Tulisan ini merupakan materi teks diskusi pameran “Faraway So Close” yang diselenggarakan di Galeri Semarang pada tanggal 27 April 2013. Ditulis oleh Agung Nugroho Widhi.
Faraway So Close1
Membaca judul di atas, mungkin kita akan beranggapan bahwa ini adalah sebuah permainan kata-kata belaka atau suatu pemikiran yang dualistis. Judul tulisan yang sekaligus merupakan judul pameran kolektif MES 56 ini, berusaha “berbicara tentang Semarang”, sebuah kota yang terletak kurang lebih empat jam di sebelah utara Jogja.

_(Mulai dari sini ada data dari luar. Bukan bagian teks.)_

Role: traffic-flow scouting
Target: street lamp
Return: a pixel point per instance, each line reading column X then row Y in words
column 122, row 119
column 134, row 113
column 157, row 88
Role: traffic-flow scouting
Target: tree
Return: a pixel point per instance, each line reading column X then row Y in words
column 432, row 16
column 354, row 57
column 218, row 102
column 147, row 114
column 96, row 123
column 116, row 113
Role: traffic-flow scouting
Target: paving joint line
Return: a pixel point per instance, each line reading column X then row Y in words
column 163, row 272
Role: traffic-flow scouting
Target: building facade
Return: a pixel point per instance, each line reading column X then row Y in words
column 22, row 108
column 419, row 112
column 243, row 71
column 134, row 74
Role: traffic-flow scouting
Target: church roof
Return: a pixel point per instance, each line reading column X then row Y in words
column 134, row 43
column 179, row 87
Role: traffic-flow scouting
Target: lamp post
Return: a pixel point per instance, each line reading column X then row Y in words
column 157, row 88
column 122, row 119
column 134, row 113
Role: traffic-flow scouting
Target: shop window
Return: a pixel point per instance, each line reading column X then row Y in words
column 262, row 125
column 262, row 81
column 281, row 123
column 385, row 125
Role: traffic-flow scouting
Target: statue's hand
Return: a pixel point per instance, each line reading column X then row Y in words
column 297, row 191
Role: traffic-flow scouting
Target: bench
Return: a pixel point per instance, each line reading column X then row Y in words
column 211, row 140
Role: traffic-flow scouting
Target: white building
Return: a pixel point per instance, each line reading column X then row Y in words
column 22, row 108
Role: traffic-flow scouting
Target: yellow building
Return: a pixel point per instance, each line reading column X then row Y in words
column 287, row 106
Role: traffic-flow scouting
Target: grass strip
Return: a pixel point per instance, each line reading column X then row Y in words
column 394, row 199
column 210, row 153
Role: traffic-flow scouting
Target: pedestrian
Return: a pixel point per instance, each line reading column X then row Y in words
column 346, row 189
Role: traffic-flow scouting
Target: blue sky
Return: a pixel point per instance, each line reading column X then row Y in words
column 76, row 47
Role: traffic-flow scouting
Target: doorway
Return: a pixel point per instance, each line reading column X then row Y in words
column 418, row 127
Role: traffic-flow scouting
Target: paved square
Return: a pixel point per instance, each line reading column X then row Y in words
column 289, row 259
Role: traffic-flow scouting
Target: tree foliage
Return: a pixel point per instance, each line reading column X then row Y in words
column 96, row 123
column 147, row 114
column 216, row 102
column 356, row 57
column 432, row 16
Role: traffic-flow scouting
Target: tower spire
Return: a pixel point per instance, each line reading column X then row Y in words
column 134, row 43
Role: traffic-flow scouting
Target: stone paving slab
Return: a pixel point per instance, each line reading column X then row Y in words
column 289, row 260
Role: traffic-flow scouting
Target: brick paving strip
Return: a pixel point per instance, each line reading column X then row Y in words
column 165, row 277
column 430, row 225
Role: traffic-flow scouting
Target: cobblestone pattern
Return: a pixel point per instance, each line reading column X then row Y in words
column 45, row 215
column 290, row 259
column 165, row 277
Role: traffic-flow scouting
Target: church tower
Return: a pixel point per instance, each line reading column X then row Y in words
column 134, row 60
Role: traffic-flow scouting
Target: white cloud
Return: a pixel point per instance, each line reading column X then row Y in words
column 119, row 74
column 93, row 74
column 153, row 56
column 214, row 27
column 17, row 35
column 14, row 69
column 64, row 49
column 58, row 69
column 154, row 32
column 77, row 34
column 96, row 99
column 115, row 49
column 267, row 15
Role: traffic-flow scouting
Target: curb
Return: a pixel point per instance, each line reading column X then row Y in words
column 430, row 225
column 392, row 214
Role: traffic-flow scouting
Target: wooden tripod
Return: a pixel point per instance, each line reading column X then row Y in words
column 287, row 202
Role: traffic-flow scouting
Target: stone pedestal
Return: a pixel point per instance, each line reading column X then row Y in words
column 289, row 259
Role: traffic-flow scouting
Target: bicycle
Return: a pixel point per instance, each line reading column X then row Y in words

Secara umum, karya-karya yang ditampilkan dalam pameran ini “membicarakan Semarang” dalam 2 artian, yaitu Semarang sebagai entitas bentang fisik (physical landscape) dan sebagai bentang mental (mental landscape) yang mengacu pada “gagasan atau narasi besar tentang Semarang.” Secara tematik, karya-karya yang ditampilkan MES 56 dalam Faraway So Close bisa dibagi menjadi tiga kelompok, yaitu karya-karya yang membicarakan memori, jarak, dan ketertampakan (visibility). Tiga kelompok karya tersebut semuanya dibingkai serta terangkum dalam tiga buah kutipan2 yang juga disajikan di ruang pameran.
Tulisan ini berupaya untuk membaca ulang gagasan pameran dan karya-karya yang dipresentasikan, baik karya-karya personal para anggota MES 56 maupun karya kolektif.